From my experience a few years ago, deep in a Sussex woodland (see The Unfolding and Unveiling) bringing forth these lyrics amongst a group of ‘we once were strangers and now we’re friends’ festival-goers, to seeing all these versions online, it feels that Blake has caught the culture, and the culture has caught a small, fragmented part of him and his experience and vision. Finding Blake continues and honours that.

And for the record, my favourite version is as arranged by folk singer and musician Chris Wood, who has kindly allowed us to use the opening bars on some of our clips. Chris has been deeply influenced by Blake and by fellow poet John Clare: their empathy for the man in the street, the simplicity and ability to look deeply at every situation, every moment. I love the slower, measured pace of Chris’s version – it seems to encourage, while remaining rooted in a pastoral idyll. This is exemplified in this performance, filmed in the wonderful Green Backyard, a few miles up the road from me in Peterborough. Rather that than imperious Britain at its worst, pulling itself up by the short and curlies in the midst of the battlefields and times of despair that our corrupt leaders have walked us into……..

Shine Forth.


Notes

This recent post at Interesting LiteratureA Short Analysis of William Blake’s ‘Jerusalem’, does it what it says on the can and looks at the meaning of the words. Is it a patriotic paean to England or,  perhaps, scathing satire? Interesting Literature also discusses other Blake poems, A Poison Tree and London, and is well worth checking out.

Poet Niall McDevitt, in his piece Urban shaman and psychogeographer,  signposted on our Blakean Articles page, says of Jerusalem: “Blake is a British-Israelite who sees ancient parallels between Albion and the Holy Land. His hymn Jerusalem is such a powerful statement of this belief that it unites all the warring factions of his country, and draws in everyone. Though unofficial, it must be the finest national anthem available to humanity. What could be more charmingly perverse than a national anthem which contains the word ‘satanic’ and which is named after somewhere else? … Despite his British-Israelism, there is no doubt that if Blake were alive today he would look upon modern Jerusalem with despair, and would be furious at the conditions in which Palestinians are forced to live.”

And musician Jah Wobble said that “For years, people were telling me that I’d love William Blake, but I had never felt like poetry related to me.

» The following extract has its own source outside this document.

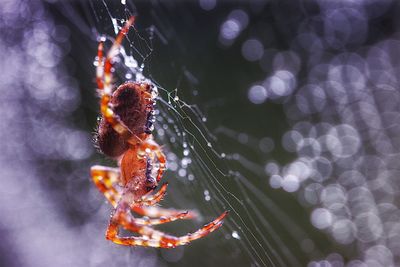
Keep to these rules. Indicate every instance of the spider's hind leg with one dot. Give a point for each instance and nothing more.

When I thought of Blake I thought of Jerusalem and Last Night of the Proms and all that flag-waving, which put me off … I don’t think anybody really understands Blake. Songs of Innocence and of Experience seems pretty straightforward, but even there if you scratch the surface it gets really heavy. He’s been hijacked by retired colonels in Surrey who think he represents their Albion, and he absolutely doesn’t. Blake was nonconformist and imaginative and rule-breaking. If Blake had been my age in the 1970s, he would have been on the punk scene, without a doubt. He was a regular London bloke who worked for a living.” You can find Perspectives: Jah Wobble, musician, on William Blake via our Blakean Articles.